In this area there are collections of antique doorknobs, bugs, architectural elements from buildings,
freaky odd things, items excavated from around St Louis, I can't even remember everything that was there. There's a shoelace factory somewhere in the building, it may be in this area. Oh, and a small circus. And a train that younger kids can ride. And the area of oddities which is something like going through a spooky old house which may or may not be haunted. There was one area where you walk down a dark hallway and make a sharp right. Ben and Emily were looking doubtfully down the hallway and declared they weren't going first. Katie and I headed down, there was nothing around the corner, but I shrieked bloody murder just to make them think there was something there. Unfortunately, I scared Katie senseless. I laughed a lot though. I'm still laughing about it actually.
Up on the roof is a ferris wheel. I like ferris wheels, but when you are on the roof of a tweleve story building it feels rather unnerving. Also there is a school bus which is unsettling, as is the very steep slide up there. There is also a fountain with stepping stones that you can cross over. We watched one adorable little girl try to cross , but she slipped and faceplanted right into the water. She screamed and wailed over being wet for quite a while.
Downstairs again here is a ball pit with large rubber balls in it. If you've ever seen the ball pits like they have in fast food restaurants, this isn't that. Those pits have small hard balls that are easy to move out of your way. These balls form a barrier between you and the floor the likes of which you've likely never encountered. I just laid down across the top of the pile and it gently sifted me under a layer of balls, but not all the way to the floor. I giggled for a bit and then tried to sit up. It was impossible. With no way to get my feet to the floor, I couldn't get the leverage to rise. I struggled around for a bit, then had to rest for a bit, then had another go at it. It's quite amusing to watch people flop around in there. Once you can finally wedge a foot down to the floor, you can get up, but it takes quite a bit of doing. Castle moats should have been filled with these things instead of water. An invading army in chain mail could never have gotten through.

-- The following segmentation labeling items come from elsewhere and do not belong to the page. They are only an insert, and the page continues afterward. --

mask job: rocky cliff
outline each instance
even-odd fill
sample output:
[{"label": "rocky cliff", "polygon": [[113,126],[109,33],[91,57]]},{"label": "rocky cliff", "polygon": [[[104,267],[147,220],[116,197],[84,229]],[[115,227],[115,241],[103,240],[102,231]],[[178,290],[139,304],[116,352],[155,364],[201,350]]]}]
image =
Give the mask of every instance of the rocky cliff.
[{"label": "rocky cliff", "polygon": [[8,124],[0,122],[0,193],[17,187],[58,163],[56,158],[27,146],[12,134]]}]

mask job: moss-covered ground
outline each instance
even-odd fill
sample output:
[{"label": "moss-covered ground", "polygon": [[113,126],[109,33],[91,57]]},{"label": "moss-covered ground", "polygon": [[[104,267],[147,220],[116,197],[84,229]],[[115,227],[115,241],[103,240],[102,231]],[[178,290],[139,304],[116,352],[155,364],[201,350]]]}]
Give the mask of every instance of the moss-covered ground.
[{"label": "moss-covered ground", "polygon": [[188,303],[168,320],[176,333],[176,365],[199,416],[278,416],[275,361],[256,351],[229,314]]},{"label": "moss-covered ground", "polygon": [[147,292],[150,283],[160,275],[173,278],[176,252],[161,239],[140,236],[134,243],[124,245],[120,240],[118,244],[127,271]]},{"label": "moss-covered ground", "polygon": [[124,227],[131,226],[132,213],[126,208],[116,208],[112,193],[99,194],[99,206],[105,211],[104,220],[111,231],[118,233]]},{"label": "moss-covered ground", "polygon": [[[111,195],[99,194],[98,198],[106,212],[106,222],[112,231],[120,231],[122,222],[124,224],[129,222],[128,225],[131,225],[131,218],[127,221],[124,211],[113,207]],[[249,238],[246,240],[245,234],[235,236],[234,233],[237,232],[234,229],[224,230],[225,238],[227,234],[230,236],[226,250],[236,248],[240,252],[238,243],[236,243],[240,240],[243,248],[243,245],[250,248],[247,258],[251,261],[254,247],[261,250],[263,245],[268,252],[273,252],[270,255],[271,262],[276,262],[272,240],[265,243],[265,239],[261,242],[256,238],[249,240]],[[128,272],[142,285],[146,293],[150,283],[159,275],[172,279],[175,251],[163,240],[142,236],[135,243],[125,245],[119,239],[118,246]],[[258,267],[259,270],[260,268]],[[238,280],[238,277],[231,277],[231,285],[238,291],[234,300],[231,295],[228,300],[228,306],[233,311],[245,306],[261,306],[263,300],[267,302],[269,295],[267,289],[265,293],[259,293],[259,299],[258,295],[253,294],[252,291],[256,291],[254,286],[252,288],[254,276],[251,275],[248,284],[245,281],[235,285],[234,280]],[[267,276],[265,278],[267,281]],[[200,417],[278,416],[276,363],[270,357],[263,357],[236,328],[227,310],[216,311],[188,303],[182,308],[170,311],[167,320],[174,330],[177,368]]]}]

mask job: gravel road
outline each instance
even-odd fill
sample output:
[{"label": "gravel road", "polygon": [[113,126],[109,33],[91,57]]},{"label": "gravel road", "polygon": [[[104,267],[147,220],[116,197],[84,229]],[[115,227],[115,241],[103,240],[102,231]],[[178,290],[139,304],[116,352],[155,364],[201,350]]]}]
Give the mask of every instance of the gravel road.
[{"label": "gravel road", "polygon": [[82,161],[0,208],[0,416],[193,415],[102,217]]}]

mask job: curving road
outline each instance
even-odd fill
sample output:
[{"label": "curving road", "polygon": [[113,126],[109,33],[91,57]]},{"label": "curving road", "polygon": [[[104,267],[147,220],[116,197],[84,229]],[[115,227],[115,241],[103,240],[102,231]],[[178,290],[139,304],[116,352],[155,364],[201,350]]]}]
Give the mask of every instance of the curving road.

Outdoors is a jungle gym like no other. See that wire tube coming up out of that plane? I declined to go up that.
Shorter people can scootch through those wire tubes on their bottoms. Adults have to crawl though on their knees. Bring knee pads.
In some areas, like this one, you can actually walk upright.
But see that little area underneath this walkway? Small, daring children can crawl underneath the walkway all the way across, several stories up.
I would have done it, but I was too big. (Thank goodness)
Some of the areas are very high up. And if you meet someone coming from the other direction, one of you will be going backwards back to where you started.
See that schoolbus at the top of the building, hanging out over the edge? That, my friends, is up on the 12th floor and you can walk into it and sit in the driver's seat and open the door and freak yourself totally out!
At the top of a slide.
And let me just tell you, there is also a vintage clothing shop, a coffee bar, a real bar, several eateries, a shoelace factory, a gift shop, a pipe organ, and probably a million other things I can't even remember.
This is definitely going to be one of our favorite places. The first time we went was the first time I actually saw Ben smile in a month. I told the kids, "See? Illinois isn't so bad!" Emily gave me a withering look and replied, "Mama, this is Missouri!"